When Ted and Carol Cushmore revisited their estate plan last year, their attorney suggested a creative way to continue to give during the recession: Set up a charitable lead trust.
It would allow them to capitalize on lower interest rates so that they could leave an inheritance to family members and make significant donations to charity—in this case through their donor-advised fund at the Minneapolis Foundation.
“When you set up these charitable trusts, you get more bang for your buck,” says Ted Cushmore, a retired General Mills executive from Edina.
As investment accounts shrink in a down economy, people like the Cushmores may be inclined to scale back their charitable giving. But it doesn’t have to be that way. Thanks to some creative estate planning tools, bear markets actually provide unique opportunities for donors to continue giving generously—and beneficially—to causes near and dear to their hearts.
When interest rates are as low as they are now, a charitable lead trust can be a great way to give.
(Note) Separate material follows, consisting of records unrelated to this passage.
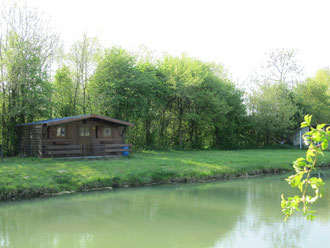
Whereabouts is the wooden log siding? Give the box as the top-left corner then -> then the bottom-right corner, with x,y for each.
18,114 -> 134,158
43,144 -> 84,158
19,125 -> 43,157
93,144 -> 132,156
43,144 -> 131,157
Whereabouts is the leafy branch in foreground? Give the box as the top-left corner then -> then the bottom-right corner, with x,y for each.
281,115 -> 329,221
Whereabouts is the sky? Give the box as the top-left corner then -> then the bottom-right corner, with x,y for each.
3,0 -> 330,84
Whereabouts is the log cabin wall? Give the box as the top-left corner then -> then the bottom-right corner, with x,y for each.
19,125 -> 43,157
42,118 -> 126,157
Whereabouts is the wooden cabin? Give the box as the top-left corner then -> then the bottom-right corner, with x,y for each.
18,114 -> 134,158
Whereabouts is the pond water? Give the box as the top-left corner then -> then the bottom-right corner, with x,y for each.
0,171 -> 330,248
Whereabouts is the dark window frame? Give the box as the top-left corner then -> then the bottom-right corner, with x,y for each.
79,127 -> 90,137
103,127 -> 112,137
56,126 -> 66,137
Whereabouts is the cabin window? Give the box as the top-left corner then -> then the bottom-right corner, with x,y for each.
79,127 -> 90,137
29,130 -> 33,139
56,127 -> 66,137
103,127 -> 112,137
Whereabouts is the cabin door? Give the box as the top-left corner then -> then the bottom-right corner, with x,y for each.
77,126 -> 92,155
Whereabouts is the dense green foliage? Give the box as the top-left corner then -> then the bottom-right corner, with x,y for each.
0,6 -> 57,155
281,116 -> 330,221
89,49 -> 245,149
0,3 -> 329,155
0,149 -> 329,200
294,70 -> 330,123
249,83 -> 298,146
53,66 -> 76,117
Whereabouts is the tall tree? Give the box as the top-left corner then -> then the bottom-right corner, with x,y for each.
0,1 -> 59,155
90,49 -> 246,150
68,33 -> 101,114
247,49 -> 303,147
53,65 -> 76,117
248,83 -> 298,146
88,47 -> 137,118
159,56 -> 245,149
159,55 -> 205,147
260,48 -> 303,88
294,69 -> 330,123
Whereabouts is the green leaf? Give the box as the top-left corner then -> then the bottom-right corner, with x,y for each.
301,122 -> 309,128
281,115 -> 327,222
296,157 -> 305,162
287,173 -> 303,188
304,115 -> 312,125
306,154 -> 313,163
322,139 -> 328,150
298,181 -> 304,192
307,149 -> 316,157
304,131 -> 312,136
311,132 -> 323,143
307,214 -> 316,221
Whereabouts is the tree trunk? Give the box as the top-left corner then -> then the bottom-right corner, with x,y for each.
145,118 -> 152,147
178,107 -> 183,147
214,125 -> 221,148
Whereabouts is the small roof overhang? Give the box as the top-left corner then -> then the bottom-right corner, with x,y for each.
18,114 -> 134,127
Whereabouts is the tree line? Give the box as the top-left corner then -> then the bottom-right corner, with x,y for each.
0,3 -> 329,155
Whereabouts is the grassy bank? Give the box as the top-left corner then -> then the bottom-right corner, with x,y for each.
0,149 -> 329,200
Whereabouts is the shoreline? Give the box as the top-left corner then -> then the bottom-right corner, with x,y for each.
6,166 -> 330,202
52,167 -> 289,195
0,150 -> 329,202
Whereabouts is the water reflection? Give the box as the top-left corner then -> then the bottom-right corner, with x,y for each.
214,171 -> 330,248
0,171 -> 329,248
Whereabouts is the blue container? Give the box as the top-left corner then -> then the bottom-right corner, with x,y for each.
122,146 -> 129,156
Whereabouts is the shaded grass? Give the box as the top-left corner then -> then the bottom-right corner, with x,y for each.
0,149 -> 329,200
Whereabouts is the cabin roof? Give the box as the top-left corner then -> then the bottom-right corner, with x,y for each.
19,114 -> 134,127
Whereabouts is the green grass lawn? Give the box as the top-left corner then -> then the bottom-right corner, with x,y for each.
0,149 -> 329,200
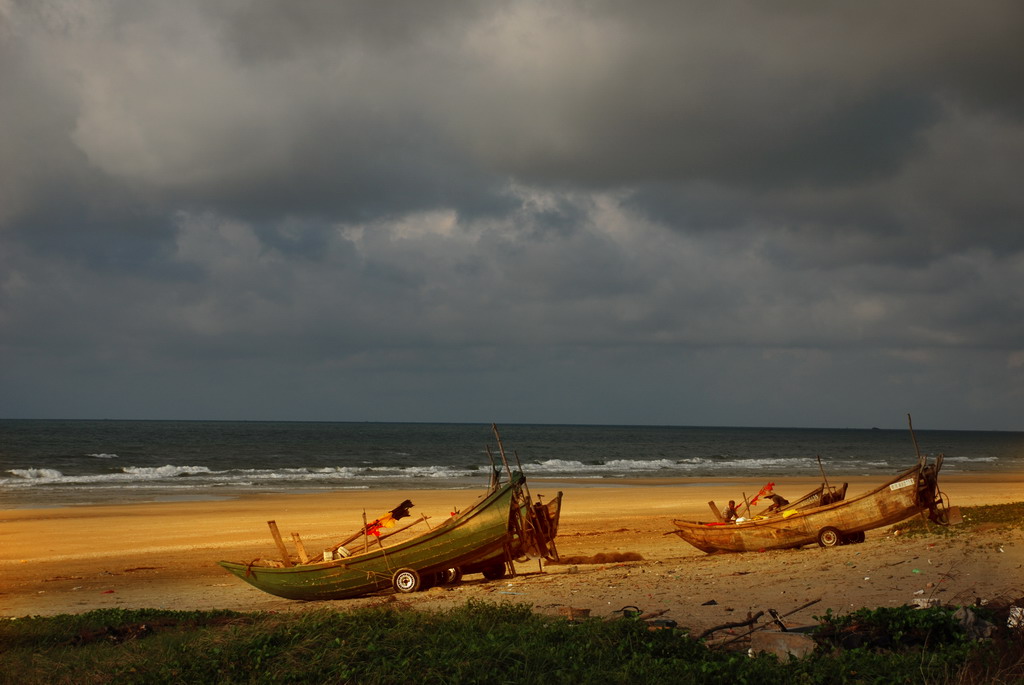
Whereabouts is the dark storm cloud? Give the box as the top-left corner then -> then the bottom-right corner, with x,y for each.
219,0 -> 484,62
1,1 -> 1023,428
430,2 -> 1024,186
It works like this: Donors create the trust and name their ultimate beneficiaries. But for an initial set amount of time—say 10 to 15 years—a designated percentage of the principal flows to charity every year. This reduces the principal and, therefore, the amount of taxes that beneficiaries pay on their inheritance. At the same time, the donors achieve their philanthropic goals.
“This idea has so much merit right now,” says Clint Schroeder, a principal at Gray Plant Mooty in the trust, estate, and charitable planning practice group and the attorney who advised the Cushmores on their estate plan. “With very low interest rates now, the value of the taxable gift to the donor’s children as calculated by the IRS is lower than when interest rates are high. In addition, these assets are generally worth less in a down economy, so less gift and estate taxes are due on charitable lead trust gifts to children during these difficult economic times.”
Giving in a bear market
In addition to charitable lead trusts, financial advisors have several other suggestions for giving effectively during a bear market. Two options include charitable gift annuities and charitable remainder trusts. With these gifts, donors can specify that they personally—or a family member—will receive a stream of income for a set period of time or a lifetime, after which charity gets the remainder, says Sheryl Morrison, a principal in Gray Plant Mooty’s trust, estate, and charitable planning practice group.
“When people are facing an economy like this, a donor might say, ‘I am charitable and I do want to make a gift, but I’m afraid to lose part of my own cash flow. So I want to keep a stream of income to provide for my own needs during my lifetime,’” says Morrison. “A charitable remainder trust or charitable gift annuity maintains cash flow for the donor who isn’t comfortable giving the property to charity outright.”